Not only was their Housecore performance not canceled, it was not canceled in the most amazing way possible Dale Crover of the Melvins, and a huge influence on both Joey and Eyehategod as a whole stepped up as a drummer for this one single performance so the band could play the date, and to honor the memory of the late Mr. LaCaze. While I do feel a certain sting that I never got to see Eyehategod with their original drummer their performance on this night was spectacular, the band played highlights from all eras of it's career, and mid-set Dale spoke a few words about Joey that I have to say very nearly brought me to tears. The set concluded with a cover of the Melvins Easy As It Was. I could have left right then and been completely satisfied with the night.
However, even though exhaustion was hitting me like a motherfucker, I went back to the Grindhouse tent to catch Jorg Buttgereit's serial killer flick SCHRAMM. Schramm was preceded by a short film called Dissent. The director did a minor introduction where he basically stated the film was not a horror film, but more of an avant-garde film. This is an immediate way to get on this reviewers bad side. When the film began I did indeed note it's avant garde structure, but it was certainly horror in many ways, and certainly had much in common with certain non-linear horror films like Bava's Lisa and the Devil, and some of Jess Franco's 70's films. That being said while the film did have some nightmarish moments the film tried much to hard to be avant-garde in it's approach, and in the end appeared more like something you might catch on late night IFC in the early 2000's, and was much too long for the concept it was trying to execute.
After that 35 minutes of pain were up, Schramm began to a nearly full auditorium. The auditorium was not full at the end, in fact it looked like about 6 people were left. Whether this was due to the scheduling of other events or the film itself, I will leave it up to you, but I will say a couple who sat in front of me did leave in disgust much to my own personal amusement. Due to timing I left Schramm myself in the final few minutes in fear that I would miss Goblin's Suspiria set, after Dissent pushed Schramm much later than expected.
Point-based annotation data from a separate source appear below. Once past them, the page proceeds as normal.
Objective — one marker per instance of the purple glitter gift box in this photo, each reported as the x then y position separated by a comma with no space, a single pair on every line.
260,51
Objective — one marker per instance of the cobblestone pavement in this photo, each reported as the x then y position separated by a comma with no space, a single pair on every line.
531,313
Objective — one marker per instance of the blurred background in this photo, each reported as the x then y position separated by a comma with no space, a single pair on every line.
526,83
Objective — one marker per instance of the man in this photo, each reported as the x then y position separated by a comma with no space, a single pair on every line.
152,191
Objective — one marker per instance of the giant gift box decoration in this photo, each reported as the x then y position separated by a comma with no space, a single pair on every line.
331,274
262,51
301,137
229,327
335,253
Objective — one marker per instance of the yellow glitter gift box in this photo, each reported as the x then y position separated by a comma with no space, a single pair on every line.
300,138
However, upon arrival into Emo's an award ceremony was wrapping up. After that Goblin setup, and took the stage. After a 5 minute false start the band ripped through a live scoring of Suspiria that had fans new and old in awe of both this Italian horror masterpiece, and the band that composed it playing their iconic score live from beginning to end.
By the end of Suspiria, I could barely stay on my feet, so I made my leave of the festival. The 2013 Housecore Horror Film Festival was the debut year for this mix of horror and metal in Austin, TX. There were certainly kinks in the festival, but it was an amazing weekend, and I hope that Corey Mitchell, Phil Anselmo, and the rest of the crew bring Housecore Horror back to Austin for 2014, because this has the potential of being one of the greatest yearly events in horror fandom.